Desde el ómnibus observo el cementerio de Piedrecitas; modesto, sencillo, con una sutil expresión del tejido social de los que definitivamente moran en él; su aparente uniformidad es tal, que bien podría considerársele como oda a Todos los nombres, esa sabrosa novela de Saramago. Poco después se arriba al final del viaje.

A un lado, la línea del ferrocarril central con una estación cargada de una autenticidad que exige se le repare algunas de las tejas que se han corrido en uno de sus lados. Estoy sin dudas ante una joya de la arquitectura cubana, uno de los signos del patrimonio industrial que reclamaba proteger la Unión de los Historiadores de Cuba en el congreso celebrado en Santiago de Cuba hace ya algunos años. Si por la estación se tratara, Piedrecitas debía ser la capital del municipio.

Los íconos de centralidad urbana aquí aparecen dispersos. Al no existir una plaza central la iglesia está al norte de la línea; mientras que al sur crece la ciudad y aparecen importantes servicios socioculturales. A la iglesia le distinguen los volúmenes del Decó, mientras que a los edificios de cierta jerarquía les caracterizan los elementos eclécticos, como el caso de la clínica dental y la farmacia.

Aunque ajena a los patrones hispanoamericanos, los habitantes de Piedrecitas hacen valer desde lo cotidiano la funcionalidad de su organización espacial. En el límite norte y sur, un carretón expende un maíz que por su calidad y precio haría feliz a cualquiera de los camagüeyanos. Las mazorcas estaban al módico precio de 60 centavos; cuando su joven propietario anunciaba con irónica solemnidad: “Se acabó el abuso, comenzó el atropello; a cincuenta centavos la mazorca”. El espectáculo es genuino, todos se ríen y cooperan en una relación en que se desdibujan las figuras del vendedor, el comprador, y el observador; lo que resulta nítido es la comercialización de uno de los productos agrícolas más querido por los cubanos, muy a pesar del laborioso trabajo que trae consigo la mayoría de los platos que de él se degustan.


Piedrecitas tiene una planta regular. Sus calles son anchas, se cortan en ángulos rectos y utilizan para su identificación los números. Sin embargo, apenas está pavimentada una pequeñísima parte del poblado. Uno de los paisajes más típicos se vislumbra en la calle que desemboca a la estación, la no. 27. Desde ella apenas puede distinguir el observador donde inicia o culmina la próxima manzana, pues solo se observa un sembradío de plátanos y entre ellas, algunas que otras casas de cubierta a dos aguas, con portal apoyado en columnas y un cuidado jardín. Hay un silencio ligero, discreto, armónico; silencio humano que con el verdor del platanal resulta esperanzador y reconfortante. Este puede ser el signo de cubanía que late en Piedrecitas; el último de los asentamientos al que arribé en mi excursión.
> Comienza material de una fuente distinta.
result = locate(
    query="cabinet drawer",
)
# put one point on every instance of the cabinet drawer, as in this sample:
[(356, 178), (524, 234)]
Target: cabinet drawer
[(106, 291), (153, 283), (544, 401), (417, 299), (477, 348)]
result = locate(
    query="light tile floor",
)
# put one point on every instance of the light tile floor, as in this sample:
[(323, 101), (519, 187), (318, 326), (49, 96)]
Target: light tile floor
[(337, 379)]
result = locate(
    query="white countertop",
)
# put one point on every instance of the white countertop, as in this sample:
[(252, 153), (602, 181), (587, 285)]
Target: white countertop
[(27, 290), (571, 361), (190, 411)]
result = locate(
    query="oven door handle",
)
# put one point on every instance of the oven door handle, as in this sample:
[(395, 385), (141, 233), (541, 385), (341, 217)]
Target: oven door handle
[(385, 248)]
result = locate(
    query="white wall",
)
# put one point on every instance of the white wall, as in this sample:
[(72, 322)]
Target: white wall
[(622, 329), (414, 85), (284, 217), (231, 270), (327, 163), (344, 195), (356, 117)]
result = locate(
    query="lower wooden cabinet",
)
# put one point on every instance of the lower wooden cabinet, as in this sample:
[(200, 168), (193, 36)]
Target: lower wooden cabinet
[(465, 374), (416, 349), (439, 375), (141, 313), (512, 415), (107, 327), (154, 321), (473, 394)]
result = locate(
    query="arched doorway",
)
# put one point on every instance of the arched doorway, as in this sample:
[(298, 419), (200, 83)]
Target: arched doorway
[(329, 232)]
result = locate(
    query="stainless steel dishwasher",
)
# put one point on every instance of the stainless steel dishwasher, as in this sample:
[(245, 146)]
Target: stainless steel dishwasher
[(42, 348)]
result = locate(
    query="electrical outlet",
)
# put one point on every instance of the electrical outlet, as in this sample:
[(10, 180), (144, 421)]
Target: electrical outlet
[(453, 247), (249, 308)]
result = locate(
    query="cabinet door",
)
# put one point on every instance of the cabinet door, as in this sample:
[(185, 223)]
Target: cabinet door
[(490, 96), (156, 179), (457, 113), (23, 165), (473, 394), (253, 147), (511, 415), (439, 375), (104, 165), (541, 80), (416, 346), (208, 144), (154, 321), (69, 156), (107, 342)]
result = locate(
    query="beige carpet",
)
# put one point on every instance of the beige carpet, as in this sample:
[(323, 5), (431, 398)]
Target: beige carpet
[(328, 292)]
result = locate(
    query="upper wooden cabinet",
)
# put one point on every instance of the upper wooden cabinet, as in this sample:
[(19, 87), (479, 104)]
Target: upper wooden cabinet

Las condiciones del regreso a Camagüey estuvieron bajo la égida que me acompaña desde pequeño. Ante mí, el sonido de un tren que aminoraba la marcha considerablemente; el tren Habana-Bayamo-Manzanillo paraba para dejar en aquel lugar, en Piedrecitas, a un viajero. La decisión de tomarlo no demoró un instante, a fin de cuentas, carecía de un lazarillo con el cual consultar el asunto. Así de oportuno es en ocasiones la dicha. A las 11:30 de la mañana entraba a casa, cargado de una experiencia que merecía ser narrada una vez asentadas sus impresiones. Pero cuando el misterio es muy fuerte, la espera nubla los sentidos y trastoca la connotación de los hechos. Viajar a Céspedes y contar lo vivido es ya un hecho; quizás unas cuartillas de escasísimas monta literaria; pero sí de profundo respeto por aquellos que desde su silencio forman parte indiscutible de la cubanía y su nacionalidad; y quizás, o precisamente por ello, jamás se lo cuestionan.

Camagüey, viernes 19 de agosto de 20011.